Declare the feed forward calculator and PID
private final ArmFeedforward m_rotationFeedForward = new ArmFeedforward(RotationGains.kS, RotationGains.kG, RotationGains.kV);
private final PIDController m_rotationPIDController = new PIDController(RotationGains.kP, RotationGains.kI, RotationGains.kD);`
Then the command looked like this but you could also do the newer inline command
public class ArmRotate extends CommandBase {
private Arm m_arm;
private double m_angleRadians;
/** Creates a new ArmRotate. */
public ArmRotate(Arm arm, double angleRadians) {
addRequirements(arm);
m_arm = arm;
m_angleRadians = angleRadians;
}
// Called when the command is initially scheduled.
@Override
public void initialize() {
m_arm.getRotationPIDController().reset();
}
// Called every time the scheduler runs while the command is scheduled.
@Override
public void execute() {
PIDController rotationController = m_arm.getRotationPIDController();
rotationController.setSetpoint(m_angleRadians);
m_arm.rotateClosedLoop(rotationController.calculate(m_arm.getArmAngleRadians()));
}
// Called once the command ends or is interrupted.
@Override
public void end(boolean interrupted) {
m_arm.hold();
}
// Returns true when the command should end.
@Override
public boolean isFinished() {
return m_arm.getRotationPIDController().atSetpoint();
}
}
Thank you so much! I found your teams code on the github and was looking it over and it was very helpful. But I had a question: How do you obtain all the constants in your ArmConstants class. Like which ones do I have to test for myself and how would I do that and which ones I do not have to test for? Thanks!
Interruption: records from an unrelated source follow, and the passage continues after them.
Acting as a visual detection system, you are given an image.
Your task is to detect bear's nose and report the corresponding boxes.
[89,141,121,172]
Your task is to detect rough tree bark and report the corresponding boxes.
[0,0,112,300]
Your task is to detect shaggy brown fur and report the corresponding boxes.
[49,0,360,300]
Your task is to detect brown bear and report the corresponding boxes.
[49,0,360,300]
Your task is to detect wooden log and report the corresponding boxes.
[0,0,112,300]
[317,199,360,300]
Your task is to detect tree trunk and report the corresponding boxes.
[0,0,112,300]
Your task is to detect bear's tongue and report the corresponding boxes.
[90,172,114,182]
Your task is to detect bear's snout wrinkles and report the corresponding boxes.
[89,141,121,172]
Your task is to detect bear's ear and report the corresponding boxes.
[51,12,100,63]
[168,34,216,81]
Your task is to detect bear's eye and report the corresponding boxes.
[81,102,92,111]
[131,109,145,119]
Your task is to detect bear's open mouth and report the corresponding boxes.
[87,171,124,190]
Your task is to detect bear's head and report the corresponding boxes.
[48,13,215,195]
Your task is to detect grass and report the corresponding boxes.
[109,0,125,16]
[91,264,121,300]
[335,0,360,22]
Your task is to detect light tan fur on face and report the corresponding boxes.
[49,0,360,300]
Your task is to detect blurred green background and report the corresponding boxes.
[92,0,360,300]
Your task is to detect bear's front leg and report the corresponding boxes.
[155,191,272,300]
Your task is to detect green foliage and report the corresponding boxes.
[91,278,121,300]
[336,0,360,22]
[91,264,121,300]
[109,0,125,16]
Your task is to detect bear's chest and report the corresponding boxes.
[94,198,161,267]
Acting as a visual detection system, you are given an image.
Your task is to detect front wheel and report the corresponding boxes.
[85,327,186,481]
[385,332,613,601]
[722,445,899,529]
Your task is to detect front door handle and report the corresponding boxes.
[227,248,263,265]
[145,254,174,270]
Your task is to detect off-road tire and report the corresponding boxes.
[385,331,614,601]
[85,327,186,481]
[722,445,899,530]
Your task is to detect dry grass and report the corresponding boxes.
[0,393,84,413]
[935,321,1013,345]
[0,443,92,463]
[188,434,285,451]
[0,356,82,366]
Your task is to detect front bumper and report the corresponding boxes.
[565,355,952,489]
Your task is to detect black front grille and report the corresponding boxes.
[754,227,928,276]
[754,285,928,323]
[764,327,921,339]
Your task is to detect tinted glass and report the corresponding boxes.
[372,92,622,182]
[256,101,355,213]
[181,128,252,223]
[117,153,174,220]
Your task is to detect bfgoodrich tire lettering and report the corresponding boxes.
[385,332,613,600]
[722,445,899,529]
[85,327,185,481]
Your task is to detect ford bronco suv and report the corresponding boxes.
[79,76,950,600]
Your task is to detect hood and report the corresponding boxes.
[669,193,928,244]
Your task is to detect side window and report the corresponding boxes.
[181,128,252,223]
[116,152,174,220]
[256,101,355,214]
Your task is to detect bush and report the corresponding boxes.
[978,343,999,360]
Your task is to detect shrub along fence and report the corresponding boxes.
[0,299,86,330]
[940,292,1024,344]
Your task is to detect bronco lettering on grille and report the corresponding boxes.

Don’t get too much into our arm, it really needs cleaned up, there are some artifacts left over from abandoned ideas. That is why I posted it pared down to a simpler example.
For the feed forward constants we used the sysid program, but @oblarg pointed out that it is not currently in a good state if you use the older version that was the last season release you may be ok. recalc can give you some of the numbers.
As of the PID it is experimental, at least when we do it. The thing to remember is what units you are using for in and out, and start your p lower than takes to saturate your output for about half the distance you want to travel. Then bump it up and see.
Also you may want a profiled PID we did not use one. WE had one but were having other issues and in the diagnosis by dissection we removed it and we haven’t had time to put it back.